Question 2 - greatest economic consequences.
Identify the top 8 weather events with the greatest cost values for crop damage; and also the top 8 weather events with the greatest cost values for property damage.
# Aggregate 8 weather event types with the greatest property damage
agrProperty <- aggregate(TOTALPROPDMG~EVTYPE, data = selectedData3,"sum")

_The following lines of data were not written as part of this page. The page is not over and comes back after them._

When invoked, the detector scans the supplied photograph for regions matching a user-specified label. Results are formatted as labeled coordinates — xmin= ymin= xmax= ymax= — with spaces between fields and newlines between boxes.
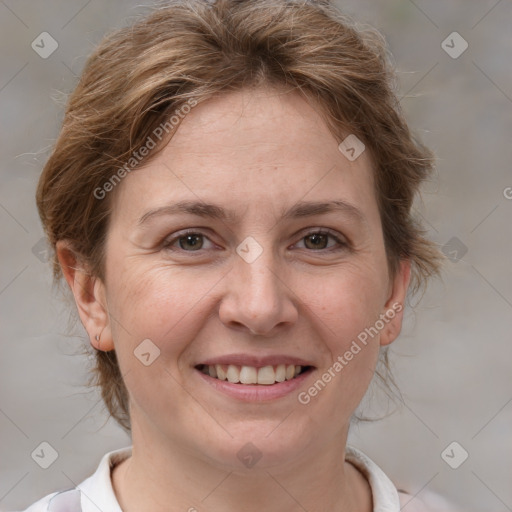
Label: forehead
xmin=110 ymin=88 xmax=375 ymax=224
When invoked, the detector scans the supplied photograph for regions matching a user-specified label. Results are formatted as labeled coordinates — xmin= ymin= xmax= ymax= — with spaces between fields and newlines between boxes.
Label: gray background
xmin=0 ymin=0 xmax=512 ymax=511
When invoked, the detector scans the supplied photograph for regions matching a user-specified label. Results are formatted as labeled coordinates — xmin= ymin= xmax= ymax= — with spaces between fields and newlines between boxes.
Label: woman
xmin=23 ymin=0 xmax=448 ymax=512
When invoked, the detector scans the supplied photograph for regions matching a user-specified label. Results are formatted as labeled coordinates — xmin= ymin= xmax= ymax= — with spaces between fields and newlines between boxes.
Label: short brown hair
xmin=37 ymin=0 xmax=441 ymax=431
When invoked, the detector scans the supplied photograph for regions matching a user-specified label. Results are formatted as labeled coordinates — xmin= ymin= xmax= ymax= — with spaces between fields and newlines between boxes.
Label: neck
xmin=112 ymin=418 xmax=372 ymax=512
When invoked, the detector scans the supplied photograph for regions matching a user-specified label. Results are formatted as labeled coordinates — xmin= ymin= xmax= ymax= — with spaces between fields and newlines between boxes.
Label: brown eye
xmin=304 ymin=233 xmax=329 ymax=249
xmin=162 ymin=231 xmax=211 ymax=252
xmin=178 ymin=233 xmax=203 ymax=251
xmin=296 ymin=231 xmax=348 ymax=252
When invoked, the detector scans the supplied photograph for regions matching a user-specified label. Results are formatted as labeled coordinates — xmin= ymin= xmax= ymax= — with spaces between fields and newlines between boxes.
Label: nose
xmin=219 ymin=243 xmax=298 ymax=336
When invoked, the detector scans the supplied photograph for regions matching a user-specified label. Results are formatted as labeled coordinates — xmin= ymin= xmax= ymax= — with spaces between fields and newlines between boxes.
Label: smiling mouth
xmin=195 ymin=364 xmax=313 ymax=386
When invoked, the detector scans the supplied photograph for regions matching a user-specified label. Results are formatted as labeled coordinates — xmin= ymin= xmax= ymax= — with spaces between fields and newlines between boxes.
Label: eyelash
xmin=162 ymin=229 xmax=349 ymax=254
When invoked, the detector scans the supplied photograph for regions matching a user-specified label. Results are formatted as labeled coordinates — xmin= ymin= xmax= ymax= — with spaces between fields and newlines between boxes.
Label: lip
xmin=196 ymin=353 xmax=314 ymax=368
xmin=194 ymin=363 xmax=315 ymax=402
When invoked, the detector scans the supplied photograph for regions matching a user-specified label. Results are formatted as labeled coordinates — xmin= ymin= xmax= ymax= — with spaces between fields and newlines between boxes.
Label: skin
xmin=57 ymin=88 xmax=410 ymax=512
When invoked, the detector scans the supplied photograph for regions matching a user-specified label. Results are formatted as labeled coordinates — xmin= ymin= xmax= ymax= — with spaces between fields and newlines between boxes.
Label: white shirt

property <- agrProperty[order(-agrProperty$TOTALPROPDMG), ][1:8, ]
property
## EVTYPE TOTALPROPDMG
## 170 FLOOD 144.657710
## 411 HURRICANE/TYPHOON 69.305840
## 670 STORM SURGE 43.323536
## 834 TORNADO 26.349182
## 153 FLASH FLOOD 16.822674
## 244 HAIL 15.735268
## 402 HURRICANE 11.868319
## 848 TROPICAL STORM 7.703891
# Aggregate 8 weather event types with the greatest crop damage
agrCrop <- aggregate(TOTALCROPDMG~EVTYPE, data = selectedData3,"sum")
crop <- agrCrop[order(-agrCrop$TOTALCROPDMG), ][1:8, ]
crop
## EVTYPE TOTALCROPDMG
## 95 DROUGHT 13.972566
## 170 FLOOD 5.661968
## 590 RIVER FLOOD 5.029459
## 427 ICE STORM 5.022113
## 244 HAIL 3.025954
## 402 HURRICANE 2.741910
## 411 HURRICANE/TYPHOON 2.607873
## 153 FLASH FLOOD 1.421317
Plot the results
# Plot top 8 weather event types with the with the greatest property damage
propPlot <- ggplot(property, aes(x=EVTYPE, y=TOTALPROPDMG)) + geom_bar(stat="identity", fill="pink", colour="white") + xlab("Weather Event Type") + ylab("Property Damage - $ Billions") + ggtitle("Top 8 Weather Events - Property Damage") + theme(axis.text.x=element_text(angle=90,hjust=1,vjust=0.5)) + theme(plot.title = element_text(size = 10))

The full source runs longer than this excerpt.